Hsieh resided primarily in Downtown Las Vegas, and also owned a residence in Southern Highlands, Nevada. Hsieh was known for taking extreme challenges regarding his body, including starving himself of oxygen to induce hypoxia and using nitrous oxide as well as a fasting to the point where he was under 100 pounds (45 kg). [45] [46] [47] [48] Singer Jewel said that she was aware of Hsieh's extreme drug abuse and sent him a letter months before his death to warn him. [49]

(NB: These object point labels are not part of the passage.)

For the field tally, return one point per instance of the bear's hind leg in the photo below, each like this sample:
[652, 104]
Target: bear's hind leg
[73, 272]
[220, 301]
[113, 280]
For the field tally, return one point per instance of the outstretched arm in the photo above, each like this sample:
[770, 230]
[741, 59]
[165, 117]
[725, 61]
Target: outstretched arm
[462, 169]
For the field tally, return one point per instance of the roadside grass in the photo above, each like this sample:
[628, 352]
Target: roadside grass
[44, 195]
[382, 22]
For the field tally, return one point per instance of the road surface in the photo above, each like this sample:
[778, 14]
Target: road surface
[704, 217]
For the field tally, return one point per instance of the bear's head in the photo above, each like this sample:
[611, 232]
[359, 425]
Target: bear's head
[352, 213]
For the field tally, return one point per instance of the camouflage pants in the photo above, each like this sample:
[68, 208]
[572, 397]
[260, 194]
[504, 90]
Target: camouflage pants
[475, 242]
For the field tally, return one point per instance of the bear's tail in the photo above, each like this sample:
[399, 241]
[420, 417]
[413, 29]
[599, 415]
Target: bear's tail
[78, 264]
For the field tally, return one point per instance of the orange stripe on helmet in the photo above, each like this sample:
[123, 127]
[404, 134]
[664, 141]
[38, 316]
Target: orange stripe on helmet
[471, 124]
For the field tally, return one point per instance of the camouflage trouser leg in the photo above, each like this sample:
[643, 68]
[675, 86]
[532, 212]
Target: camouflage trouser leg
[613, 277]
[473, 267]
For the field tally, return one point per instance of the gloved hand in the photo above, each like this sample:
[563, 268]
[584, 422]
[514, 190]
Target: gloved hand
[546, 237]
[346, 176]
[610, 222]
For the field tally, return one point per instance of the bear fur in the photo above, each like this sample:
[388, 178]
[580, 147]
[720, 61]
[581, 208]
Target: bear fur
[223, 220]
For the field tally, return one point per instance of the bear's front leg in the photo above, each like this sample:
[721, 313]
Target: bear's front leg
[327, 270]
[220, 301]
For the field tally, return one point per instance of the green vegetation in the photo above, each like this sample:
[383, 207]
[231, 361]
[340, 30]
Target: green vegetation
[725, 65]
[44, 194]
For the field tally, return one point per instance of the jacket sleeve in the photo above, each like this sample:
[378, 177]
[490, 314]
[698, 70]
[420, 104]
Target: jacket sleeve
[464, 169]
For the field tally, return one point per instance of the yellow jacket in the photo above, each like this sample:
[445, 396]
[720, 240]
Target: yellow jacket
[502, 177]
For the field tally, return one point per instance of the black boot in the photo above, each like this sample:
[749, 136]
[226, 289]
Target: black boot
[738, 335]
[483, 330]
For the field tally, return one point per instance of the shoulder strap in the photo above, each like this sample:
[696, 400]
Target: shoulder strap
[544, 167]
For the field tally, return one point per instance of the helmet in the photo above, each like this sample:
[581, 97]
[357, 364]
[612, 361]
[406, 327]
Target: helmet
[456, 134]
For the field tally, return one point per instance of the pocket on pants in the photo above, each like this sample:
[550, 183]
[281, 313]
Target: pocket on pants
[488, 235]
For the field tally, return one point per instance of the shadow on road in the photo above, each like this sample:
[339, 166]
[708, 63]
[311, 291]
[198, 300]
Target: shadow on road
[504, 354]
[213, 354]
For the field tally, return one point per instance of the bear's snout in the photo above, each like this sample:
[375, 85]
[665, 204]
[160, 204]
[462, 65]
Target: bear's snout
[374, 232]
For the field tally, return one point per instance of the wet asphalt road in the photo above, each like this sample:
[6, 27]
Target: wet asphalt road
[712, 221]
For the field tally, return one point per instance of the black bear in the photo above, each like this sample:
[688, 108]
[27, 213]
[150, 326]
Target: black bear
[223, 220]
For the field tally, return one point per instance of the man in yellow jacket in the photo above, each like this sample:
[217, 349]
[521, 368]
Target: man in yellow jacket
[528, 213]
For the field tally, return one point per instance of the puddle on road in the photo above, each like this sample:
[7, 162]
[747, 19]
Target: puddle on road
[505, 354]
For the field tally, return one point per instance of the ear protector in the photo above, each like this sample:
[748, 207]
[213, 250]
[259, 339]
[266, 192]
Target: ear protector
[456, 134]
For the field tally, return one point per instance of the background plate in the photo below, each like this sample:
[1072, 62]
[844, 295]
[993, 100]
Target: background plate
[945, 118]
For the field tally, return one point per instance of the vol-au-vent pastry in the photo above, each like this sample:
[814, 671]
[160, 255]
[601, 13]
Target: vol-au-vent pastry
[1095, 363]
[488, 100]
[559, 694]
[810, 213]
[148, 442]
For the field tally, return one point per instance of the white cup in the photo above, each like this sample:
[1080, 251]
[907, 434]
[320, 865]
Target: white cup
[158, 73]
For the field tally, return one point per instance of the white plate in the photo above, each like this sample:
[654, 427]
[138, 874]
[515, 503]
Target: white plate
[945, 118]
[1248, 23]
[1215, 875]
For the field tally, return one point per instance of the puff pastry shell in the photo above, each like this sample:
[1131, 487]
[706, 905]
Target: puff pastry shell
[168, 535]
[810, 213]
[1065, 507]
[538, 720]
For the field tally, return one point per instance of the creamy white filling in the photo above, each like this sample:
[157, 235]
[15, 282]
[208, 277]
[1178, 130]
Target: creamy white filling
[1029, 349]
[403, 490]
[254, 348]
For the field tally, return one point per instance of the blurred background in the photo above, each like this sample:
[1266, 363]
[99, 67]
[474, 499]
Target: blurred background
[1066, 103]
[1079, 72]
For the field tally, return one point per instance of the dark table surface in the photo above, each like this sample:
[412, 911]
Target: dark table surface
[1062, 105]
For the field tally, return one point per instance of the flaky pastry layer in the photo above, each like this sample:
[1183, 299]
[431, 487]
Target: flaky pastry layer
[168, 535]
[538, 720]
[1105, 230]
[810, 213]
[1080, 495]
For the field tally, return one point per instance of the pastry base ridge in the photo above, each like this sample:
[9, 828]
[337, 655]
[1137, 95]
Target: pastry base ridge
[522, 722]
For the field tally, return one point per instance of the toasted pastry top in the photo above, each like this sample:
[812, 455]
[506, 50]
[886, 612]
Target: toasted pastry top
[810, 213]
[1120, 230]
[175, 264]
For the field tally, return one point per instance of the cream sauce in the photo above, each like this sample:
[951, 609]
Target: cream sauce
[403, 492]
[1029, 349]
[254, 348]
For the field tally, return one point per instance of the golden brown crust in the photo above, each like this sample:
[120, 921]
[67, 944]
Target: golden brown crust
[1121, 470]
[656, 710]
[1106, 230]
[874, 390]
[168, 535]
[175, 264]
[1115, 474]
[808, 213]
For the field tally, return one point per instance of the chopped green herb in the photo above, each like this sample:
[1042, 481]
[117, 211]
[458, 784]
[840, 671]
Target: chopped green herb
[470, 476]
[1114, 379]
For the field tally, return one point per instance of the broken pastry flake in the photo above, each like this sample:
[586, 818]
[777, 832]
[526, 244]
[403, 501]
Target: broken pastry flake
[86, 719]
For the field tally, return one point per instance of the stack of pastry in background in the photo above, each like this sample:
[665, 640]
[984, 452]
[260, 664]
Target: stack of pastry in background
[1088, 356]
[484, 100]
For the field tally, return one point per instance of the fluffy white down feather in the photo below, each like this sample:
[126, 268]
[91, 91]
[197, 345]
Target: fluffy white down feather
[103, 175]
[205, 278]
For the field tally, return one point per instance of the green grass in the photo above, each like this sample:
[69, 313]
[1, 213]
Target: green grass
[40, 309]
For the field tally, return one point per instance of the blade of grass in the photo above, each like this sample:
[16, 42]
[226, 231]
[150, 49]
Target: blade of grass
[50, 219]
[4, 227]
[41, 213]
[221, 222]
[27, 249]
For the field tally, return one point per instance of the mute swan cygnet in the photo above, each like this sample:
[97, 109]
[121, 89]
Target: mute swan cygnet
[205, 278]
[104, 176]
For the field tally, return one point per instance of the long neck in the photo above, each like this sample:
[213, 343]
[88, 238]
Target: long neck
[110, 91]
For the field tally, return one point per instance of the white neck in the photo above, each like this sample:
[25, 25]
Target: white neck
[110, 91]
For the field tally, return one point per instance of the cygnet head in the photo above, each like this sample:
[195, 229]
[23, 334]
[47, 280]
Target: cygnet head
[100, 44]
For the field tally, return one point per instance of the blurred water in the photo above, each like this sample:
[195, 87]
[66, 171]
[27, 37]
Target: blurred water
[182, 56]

On the morning of November 18, 2020, Hsieh was injured in a house fire in New London, Connecticut, although his identity was not revealed at the time. [50] It has been reported that he was visiting family for Thanksgiving, and he either became trapped in a pool shed during the fire, [51] or barricaded himself inside and would not answer the door. [52] [53] [54] The exact cause of the fire is under investigation. He was rescued by firefighters and transported to the Connecticut Burn Center at Bridgeport Hospital to undergo treatment for burns and smoke inhalation, where he died on November 27, two weeks before his 47th birthday. [55] [56] The Connecticut medical examiner determined that Hsieh died from smoke inhalation, and ruled his death was an accident. [52] News sources have suggested that his drug use and nitrous oxide use may have played a role in his death. [57] [58]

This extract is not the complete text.